There is strong view in the community that the major need is for a data infrastructure that connects existing systems, widening their applicability and adding value through aggregation, rather than for the development of new functions. Such an integration would support data workflows enabling researchers to concentrate on their science rather than spend time on data management activities.
Stakeholders were understandably concerned that a data infrastructure must be trustworthy and enduring as without assurance of its longevity, researchers would be reticent to invest the time required to engage with a system which may be temporary or fail to gain traction as key infrastructure.
R1
R2
R3
Best Use of Data
There is a need to open up data for reuse and aggregation into collections that add value, and to link up with data sources from other domains for cross-disciplinary, multiscale modelling and multimodal research. It should be possible to readily access provenanced data, including reference quality data, and secondary data underpinning publications. Availability of data should support reproducibility and validation of research, in addition to application in further research including machine learning and AI.
There is also a crucial need to establish better data-level connectivity across the pillars, particularly bridging between experimental and computational activities.
For an integrated, distributed physical sciences data landscape to be realised, some new connecting functionality will need to be developed. The new infrastructure should support the overarching principles of data being as open and FAIR as possible, and drive international collaborations and interdisciplinary research through the use of open standards.
R4
R5
- reference quality data from commercial and open sources
- original data generated from experiments and simulations
- secondary data underpinning articles, theses and reports
- derived or analysed intermediate data
- collections of results data representing aggregations of properties or features of analysed data
R6
R7
Best Use of People
It was clearly recognised that an effective research ecosystem requires not only investment in technology, but also needs support professionals to make it usable, and appropriately trained people to fully exploit it. We observed a wide variation in levels of data skills in different groups. This highlighted an opportunity for sharing knowledge and best practice between projects, disciplines and research domains.
Much of a physical sciences researcher time is spent finding, cleaning, transforming and importing/exporting data. There is a need for dedicated professionals who can either fully support researchers’ data workflows enabling them to concentrate on research without being impeded by cumbersome data management, or provide streamlined tools supporting data intensive research in the physical sciences enabling researchers to more easily support themselves. The role of these professionals must be fully established, recognised and sustained.
The physical sciences research community is extensive and varied and therefore needs broad community participation in its governance, planning and development.
R8
R9
R10
R11
Best Use of Technology
Information Technology for data management and data analysis is rapidly changing and often diverging, with important new functionality emerging continuously. Physical science researchers currently have to navigate a wide diversity of provision in a highly heterogeneous technological environment.

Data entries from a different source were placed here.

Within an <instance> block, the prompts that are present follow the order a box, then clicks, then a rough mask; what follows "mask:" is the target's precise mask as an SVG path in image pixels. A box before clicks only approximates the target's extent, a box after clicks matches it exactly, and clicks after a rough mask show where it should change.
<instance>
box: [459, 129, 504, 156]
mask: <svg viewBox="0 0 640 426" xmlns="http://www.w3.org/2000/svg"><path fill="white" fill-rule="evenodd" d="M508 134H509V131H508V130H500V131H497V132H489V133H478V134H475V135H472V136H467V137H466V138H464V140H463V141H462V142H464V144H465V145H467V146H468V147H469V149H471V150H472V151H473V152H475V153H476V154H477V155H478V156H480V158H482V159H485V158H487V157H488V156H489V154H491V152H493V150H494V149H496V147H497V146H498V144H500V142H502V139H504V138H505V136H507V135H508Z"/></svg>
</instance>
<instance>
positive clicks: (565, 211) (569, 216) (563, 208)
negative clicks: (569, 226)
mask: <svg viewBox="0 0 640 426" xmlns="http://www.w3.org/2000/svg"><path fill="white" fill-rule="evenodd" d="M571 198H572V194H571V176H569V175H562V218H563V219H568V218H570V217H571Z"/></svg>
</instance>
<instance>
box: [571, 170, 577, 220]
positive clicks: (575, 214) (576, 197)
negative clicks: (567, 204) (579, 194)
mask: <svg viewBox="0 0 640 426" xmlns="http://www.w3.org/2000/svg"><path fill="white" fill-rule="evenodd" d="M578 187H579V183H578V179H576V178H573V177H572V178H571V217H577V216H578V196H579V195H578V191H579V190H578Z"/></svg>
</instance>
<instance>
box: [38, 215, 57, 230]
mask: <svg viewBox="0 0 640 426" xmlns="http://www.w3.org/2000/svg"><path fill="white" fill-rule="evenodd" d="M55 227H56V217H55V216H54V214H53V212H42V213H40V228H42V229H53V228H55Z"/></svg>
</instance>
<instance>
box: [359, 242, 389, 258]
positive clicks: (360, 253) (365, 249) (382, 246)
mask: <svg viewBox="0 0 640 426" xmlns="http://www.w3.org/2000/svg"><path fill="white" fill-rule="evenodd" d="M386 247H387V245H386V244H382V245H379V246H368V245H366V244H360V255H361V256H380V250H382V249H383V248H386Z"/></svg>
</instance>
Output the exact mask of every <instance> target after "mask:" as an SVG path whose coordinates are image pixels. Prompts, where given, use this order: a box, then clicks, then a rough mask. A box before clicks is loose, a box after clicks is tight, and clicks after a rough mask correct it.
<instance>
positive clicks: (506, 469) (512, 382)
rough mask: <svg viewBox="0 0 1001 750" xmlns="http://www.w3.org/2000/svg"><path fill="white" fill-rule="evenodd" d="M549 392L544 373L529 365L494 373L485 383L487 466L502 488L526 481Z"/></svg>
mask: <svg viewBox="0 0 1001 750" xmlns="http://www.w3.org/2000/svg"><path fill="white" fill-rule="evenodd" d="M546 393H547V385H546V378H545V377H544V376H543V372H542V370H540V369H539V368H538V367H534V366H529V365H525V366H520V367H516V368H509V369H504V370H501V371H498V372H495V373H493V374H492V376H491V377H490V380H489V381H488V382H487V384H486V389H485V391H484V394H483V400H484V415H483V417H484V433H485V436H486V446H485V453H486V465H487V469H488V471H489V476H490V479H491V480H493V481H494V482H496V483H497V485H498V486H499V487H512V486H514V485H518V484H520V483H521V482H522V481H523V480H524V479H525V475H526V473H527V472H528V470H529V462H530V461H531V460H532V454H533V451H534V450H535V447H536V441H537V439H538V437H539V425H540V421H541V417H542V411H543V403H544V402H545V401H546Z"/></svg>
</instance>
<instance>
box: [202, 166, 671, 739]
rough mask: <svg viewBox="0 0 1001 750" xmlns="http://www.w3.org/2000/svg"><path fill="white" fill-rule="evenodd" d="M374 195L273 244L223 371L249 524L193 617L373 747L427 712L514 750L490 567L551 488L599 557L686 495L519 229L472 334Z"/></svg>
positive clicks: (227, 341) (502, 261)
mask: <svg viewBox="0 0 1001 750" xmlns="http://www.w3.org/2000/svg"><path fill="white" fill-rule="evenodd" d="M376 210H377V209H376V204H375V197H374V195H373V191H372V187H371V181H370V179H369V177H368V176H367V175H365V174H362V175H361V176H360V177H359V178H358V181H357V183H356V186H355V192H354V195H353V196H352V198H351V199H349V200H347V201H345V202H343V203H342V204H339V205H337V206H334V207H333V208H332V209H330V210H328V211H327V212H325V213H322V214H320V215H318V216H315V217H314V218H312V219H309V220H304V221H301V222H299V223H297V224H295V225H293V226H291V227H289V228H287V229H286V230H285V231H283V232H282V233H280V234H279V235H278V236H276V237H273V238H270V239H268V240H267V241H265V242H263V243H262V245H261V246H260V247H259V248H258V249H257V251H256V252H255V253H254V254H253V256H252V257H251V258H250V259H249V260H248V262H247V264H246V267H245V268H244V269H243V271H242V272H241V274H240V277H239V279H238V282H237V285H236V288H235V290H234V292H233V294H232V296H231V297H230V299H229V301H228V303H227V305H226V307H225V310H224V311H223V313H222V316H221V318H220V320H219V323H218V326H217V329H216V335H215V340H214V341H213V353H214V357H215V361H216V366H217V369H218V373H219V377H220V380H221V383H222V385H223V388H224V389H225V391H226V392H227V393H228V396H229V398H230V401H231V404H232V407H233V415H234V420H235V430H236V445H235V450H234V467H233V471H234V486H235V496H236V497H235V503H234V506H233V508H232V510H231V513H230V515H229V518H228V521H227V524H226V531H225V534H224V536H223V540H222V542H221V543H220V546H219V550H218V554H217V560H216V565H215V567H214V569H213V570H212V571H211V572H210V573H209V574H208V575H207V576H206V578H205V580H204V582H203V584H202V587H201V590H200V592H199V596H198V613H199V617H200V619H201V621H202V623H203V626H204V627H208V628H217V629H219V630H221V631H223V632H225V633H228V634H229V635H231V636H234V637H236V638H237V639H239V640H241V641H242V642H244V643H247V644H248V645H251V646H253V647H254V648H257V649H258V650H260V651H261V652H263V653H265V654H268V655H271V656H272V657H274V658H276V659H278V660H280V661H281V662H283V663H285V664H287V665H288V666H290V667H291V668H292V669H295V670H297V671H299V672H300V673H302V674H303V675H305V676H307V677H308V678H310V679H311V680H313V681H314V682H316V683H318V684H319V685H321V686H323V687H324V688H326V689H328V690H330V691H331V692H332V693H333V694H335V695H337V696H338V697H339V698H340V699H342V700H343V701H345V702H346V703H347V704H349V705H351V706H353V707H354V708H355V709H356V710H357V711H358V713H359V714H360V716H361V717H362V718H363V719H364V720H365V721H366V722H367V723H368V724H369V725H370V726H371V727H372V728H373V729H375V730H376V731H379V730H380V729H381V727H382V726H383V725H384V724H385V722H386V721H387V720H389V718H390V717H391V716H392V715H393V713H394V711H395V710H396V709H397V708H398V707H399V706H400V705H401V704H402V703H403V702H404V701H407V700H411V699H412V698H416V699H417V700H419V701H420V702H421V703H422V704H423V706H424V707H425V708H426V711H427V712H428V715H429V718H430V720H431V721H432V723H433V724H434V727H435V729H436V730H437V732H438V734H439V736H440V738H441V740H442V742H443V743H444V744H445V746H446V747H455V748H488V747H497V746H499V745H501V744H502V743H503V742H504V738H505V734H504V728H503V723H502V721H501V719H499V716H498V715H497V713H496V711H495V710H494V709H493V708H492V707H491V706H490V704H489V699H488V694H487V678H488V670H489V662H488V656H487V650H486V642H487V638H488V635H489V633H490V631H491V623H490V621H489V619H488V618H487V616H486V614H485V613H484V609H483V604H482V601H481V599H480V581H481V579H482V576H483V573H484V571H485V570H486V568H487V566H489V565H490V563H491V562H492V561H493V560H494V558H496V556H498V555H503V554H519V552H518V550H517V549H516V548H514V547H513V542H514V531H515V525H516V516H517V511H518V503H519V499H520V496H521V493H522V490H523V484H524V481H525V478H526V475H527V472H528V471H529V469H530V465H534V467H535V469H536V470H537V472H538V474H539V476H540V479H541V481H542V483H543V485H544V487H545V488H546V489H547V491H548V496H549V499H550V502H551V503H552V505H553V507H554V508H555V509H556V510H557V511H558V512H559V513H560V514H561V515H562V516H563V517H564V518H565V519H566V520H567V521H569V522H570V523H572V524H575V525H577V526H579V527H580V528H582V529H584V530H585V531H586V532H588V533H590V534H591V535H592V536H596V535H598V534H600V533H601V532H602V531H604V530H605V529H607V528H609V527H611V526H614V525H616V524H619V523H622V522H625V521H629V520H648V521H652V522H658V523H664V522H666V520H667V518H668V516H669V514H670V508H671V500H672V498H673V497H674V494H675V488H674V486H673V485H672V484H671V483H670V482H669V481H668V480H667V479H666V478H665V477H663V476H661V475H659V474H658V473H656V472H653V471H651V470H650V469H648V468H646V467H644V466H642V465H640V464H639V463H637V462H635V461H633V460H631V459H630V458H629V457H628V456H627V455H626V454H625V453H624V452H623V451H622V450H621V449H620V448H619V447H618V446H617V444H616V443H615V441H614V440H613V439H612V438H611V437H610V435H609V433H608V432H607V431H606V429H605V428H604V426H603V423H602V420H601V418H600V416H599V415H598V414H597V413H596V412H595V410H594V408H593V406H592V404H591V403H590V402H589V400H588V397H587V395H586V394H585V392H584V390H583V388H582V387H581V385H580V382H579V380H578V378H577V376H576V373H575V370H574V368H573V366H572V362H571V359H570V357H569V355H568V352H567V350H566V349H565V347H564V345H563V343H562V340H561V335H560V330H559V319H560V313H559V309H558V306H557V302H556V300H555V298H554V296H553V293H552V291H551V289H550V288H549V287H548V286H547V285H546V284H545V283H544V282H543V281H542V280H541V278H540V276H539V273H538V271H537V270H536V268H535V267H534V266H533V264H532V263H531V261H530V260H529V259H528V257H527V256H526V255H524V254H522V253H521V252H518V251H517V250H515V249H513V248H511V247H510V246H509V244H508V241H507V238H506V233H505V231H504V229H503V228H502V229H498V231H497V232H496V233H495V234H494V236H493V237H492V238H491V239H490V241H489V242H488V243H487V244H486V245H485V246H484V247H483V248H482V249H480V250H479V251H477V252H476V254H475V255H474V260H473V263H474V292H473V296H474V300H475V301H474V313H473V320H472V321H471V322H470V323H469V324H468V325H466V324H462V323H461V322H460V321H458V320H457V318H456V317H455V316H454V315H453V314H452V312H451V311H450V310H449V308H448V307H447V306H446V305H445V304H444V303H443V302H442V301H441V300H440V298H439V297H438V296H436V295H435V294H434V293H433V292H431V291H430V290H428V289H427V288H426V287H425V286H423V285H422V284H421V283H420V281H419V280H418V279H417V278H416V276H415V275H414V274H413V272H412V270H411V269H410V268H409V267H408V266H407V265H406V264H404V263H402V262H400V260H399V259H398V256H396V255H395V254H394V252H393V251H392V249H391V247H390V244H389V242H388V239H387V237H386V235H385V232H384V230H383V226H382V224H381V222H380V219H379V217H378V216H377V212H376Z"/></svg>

Physical Science research workflows should “Ride the wave” of technology evolution and integrate the latest technological developments.
Providing an integrated infrastructure where researchers can adopt diverse tools, yet continue to work together will require agreement on and maintenance of the vocabulary, interfaces and tools that enable interoperability. An essential feature of a data infrastructure for physical sciences should thus be to develop and maintain interoperability standards and the associated supporting tools that enable sharing and discovery of metadata and data.